In the last decade, the research on wireless communications has been strongly focused on the development of 5G. Plenty of papers have started with sentences of the kind: “We consider X, which is a promising method that can greatly improve Y in 5G.” For example, X might be Massive MIMO and Y might be the spectral efficiency. We now know which physical-layer methods made it into the first release of the 5G standard, and which did not. It remains to be seen which methods will actually be used in practice and how large performance improvements 5G can deliver.

There is no doubt that the 5G research has been successful. However, it remains is to improve the developed methods to bridge the gap between the simplifying models and assumptions considered in academia and the practical conditions faced by the industry. Although new scientific papers appear on arXiv.org almost every day, few of them focus on these practically important aspects of the 5G development. Instead, minor variations on well-studied problems dominate and the models are the same simplified ones as ten years ago. We seem to be stuck in doing the same things that led to important advances at the beginning of the 2010s, although we have already solved most problems that can be solved using such simple models. This is why I think we need to revitalize the research!

Two concrete examples

The following two examples explain what I mean.

Example 1: Why would we need more papers on Massive MIMO with uncorrelated Rayleigh fading channels and maximum ratio (MR) processing? We already know that practical channels are spatially correlated and other processing methods are vastly superior to MR while having practically affordable complexity.

Example 2: Why would we need more papers on hybrid beamforming design for flat-fading channels? We already know that the hybrid architecture is only meaningful in wideband mmWave communications, in which case the channels feature frequency-selective fading.

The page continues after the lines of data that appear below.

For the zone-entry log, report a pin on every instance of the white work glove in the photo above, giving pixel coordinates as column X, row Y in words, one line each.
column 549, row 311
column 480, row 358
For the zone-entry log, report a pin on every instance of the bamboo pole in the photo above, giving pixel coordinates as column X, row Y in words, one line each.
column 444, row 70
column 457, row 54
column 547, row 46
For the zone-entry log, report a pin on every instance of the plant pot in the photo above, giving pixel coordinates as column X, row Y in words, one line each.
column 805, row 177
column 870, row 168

The generalization is non-trivial since it is mainly under frequency-selective conditions that the weaknesses/challenges of the hybrid approach appear.

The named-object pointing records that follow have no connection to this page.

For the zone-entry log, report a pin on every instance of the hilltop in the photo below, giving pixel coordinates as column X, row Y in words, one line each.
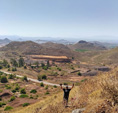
column 29, row 48
column 86, row 46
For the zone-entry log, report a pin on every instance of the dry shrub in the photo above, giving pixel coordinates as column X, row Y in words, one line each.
column 58, row 108
column 110, row 89
column 101, row 106
column 100, row 93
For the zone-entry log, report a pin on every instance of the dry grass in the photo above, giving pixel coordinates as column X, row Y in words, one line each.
column 98, row 95
column 52, row 103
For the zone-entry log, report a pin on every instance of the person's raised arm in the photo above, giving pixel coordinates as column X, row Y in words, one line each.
column 61, row 86
column 72, row 86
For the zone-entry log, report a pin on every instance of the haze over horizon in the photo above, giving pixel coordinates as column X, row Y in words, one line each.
column 80, row 19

I think that the above-mentioned simplifications were well motivated in the early 2010s when many of the seminal papers on Massive MIMO and mmWave communications appeared. It is usually easier to reach ambitious research goals by taking small steps towards them. It is acceptable to make strong simplifications in the first steps, to achieve the analytical tractability needed to develop a basic intuition and understanding. The later steps should, however, gradually move toward more realistic assumptions that also makes the analysis less tractable. We must continuously question if the initial insights apply also under more practical conditions or if they were artifacts of the initial simplifications.

Unfortunately, this happened far too seldom in the last decade. Our research community tends to prioritize analytical tractability over realistic models. If a model has been used in prior work, it can often be reused in new papers without being questioned by the reviewers. When I review a paper and question the system model, the authors usually respond with a list of previous papers that use the same model, rather than the theoretical motivation that I would like to see.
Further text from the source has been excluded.